Sur le vif - Samedi 06.02.10 - 18.50h
Jusqu’il y a un an – jusqu’à son année présidentielle – Hans-Rudolf Merz était le conseiller fédéral que j’admirais le plus. Excellent ministre des Finances, lucide et déterminé dans sa lutte contre l’endettement, homme de culture, parfait polyglotte, l’Appenzellois m’apparaissait comme une synthèse des qualités des Suisses : travailleur, pragmatique, allant son chemin contre vents et marées, sans trop se soucier de ce qu’on disait de lui.
Hélas, il y eut 2009. Pour mille raisons, l’homme se révéla beaucoup moins bon comme fédérateur d’un collège que comme ministre sectoriel. Il est vrai, aussi, qu’il ne fut pas épargné par la Providence. Il n’est pas question de faire ici le procès de cet homme de valeur qui, face aux circonstances, a manqué de chance. D’autres, dans les années calmes, bien moins compétents que lui, sont passés entre les gouttes. Parce que la Suisse de ces temps-là était une Suisse sans enjeux. Parce que l’argent coulait à flots. Parce que Paris, Berlin (ou plutôt Bonn), Rome, Bruxelles et Washington, tout heureux de profiter de nos avantages, nous foutaient la paix. C’était le temps où on ne connaissait même pas, dans la rue, les noms des conseillers fédéraux. Ce temps-là, je ne le regrette pas une seconde : je préfère mille fois la douleur d’aujourd’hui, dans sa vérité et sa mise à plat des enjeux de pouvoir, à l’anesthésie béate de cette période.
Homme de valeur, oui. Manque de chance, oui.
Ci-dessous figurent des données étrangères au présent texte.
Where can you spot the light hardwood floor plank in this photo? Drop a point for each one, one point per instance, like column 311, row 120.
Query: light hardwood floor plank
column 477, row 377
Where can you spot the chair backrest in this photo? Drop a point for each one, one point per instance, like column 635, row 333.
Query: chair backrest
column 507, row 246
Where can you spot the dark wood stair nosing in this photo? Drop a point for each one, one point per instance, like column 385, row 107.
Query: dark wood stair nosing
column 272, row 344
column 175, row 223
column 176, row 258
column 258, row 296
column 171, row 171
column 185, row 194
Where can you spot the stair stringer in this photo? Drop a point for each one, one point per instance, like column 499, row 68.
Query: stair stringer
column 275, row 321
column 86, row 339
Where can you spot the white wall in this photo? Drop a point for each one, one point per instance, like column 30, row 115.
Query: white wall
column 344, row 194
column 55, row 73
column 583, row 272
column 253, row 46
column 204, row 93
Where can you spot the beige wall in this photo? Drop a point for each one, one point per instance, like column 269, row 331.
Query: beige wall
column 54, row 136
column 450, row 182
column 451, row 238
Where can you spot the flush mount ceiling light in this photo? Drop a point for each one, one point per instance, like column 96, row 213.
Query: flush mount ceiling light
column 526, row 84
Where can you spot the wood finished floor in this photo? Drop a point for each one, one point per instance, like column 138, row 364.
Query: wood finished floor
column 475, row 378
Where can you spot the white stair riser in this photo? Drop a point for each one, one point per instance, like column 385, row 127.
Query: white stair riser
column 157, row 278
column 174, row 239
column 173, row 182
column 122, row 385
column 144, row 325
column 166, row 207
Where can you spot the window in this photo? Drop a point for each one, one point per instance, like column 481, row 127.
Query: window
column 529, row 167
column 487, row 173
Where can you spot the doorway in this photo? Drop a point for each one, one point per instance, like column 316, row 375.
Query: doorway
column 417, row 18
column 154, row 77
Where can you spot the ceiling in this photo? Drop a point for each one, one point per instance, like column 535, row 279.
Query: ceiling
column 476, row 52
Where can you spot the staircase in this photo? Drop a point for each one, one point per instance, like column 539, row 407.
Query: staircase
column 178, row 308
Mais aussi, à entendre des langues qui se délient, en coulisses, jusqu’à l’intérieur de sa famille politique, un profil qui n’est pas celui d’un chef. Et, dans la parole publique en temps de guerre économique (oh oui, c’en est une), des glissements aussi ahurissants que coupables : à cet égard, le patron d’economiesuisse, son camarade de parti Gerold Bührer (ancien président du parti radical suisse) a raison de condamner aujourd’hui, sur la radio DRS, l’allusion de M. Merz, mercredi dernier, à l’échange automatique d’informations. Imagine-t-on un général faisant savoir à l’ennemi qu’il est prêt à abandonner telle part de terrain ? C’est tout bonnement suicidaire.
Quand on ajoute cette gaffe à toutes les autres, en particulier dans l’affaire libyenne, on se dit que ça commence à faire beaucoup. Et franchement trop. Et ce murmure, grandissant, provient, de plus en plus, de son propre camp. Ce sont là les premiers signes d’un procédé de lâchage. Il est donc fort probable, au soir de ce samedi 6 février 2010, que Monsieur Merz ne puisse sans doute pas accomplir son mandat jusqu’au terme de législature, soit l’automne 2011. En clair, son départ devient, pour le pays, une option plus souhaitable que celle de son maintien.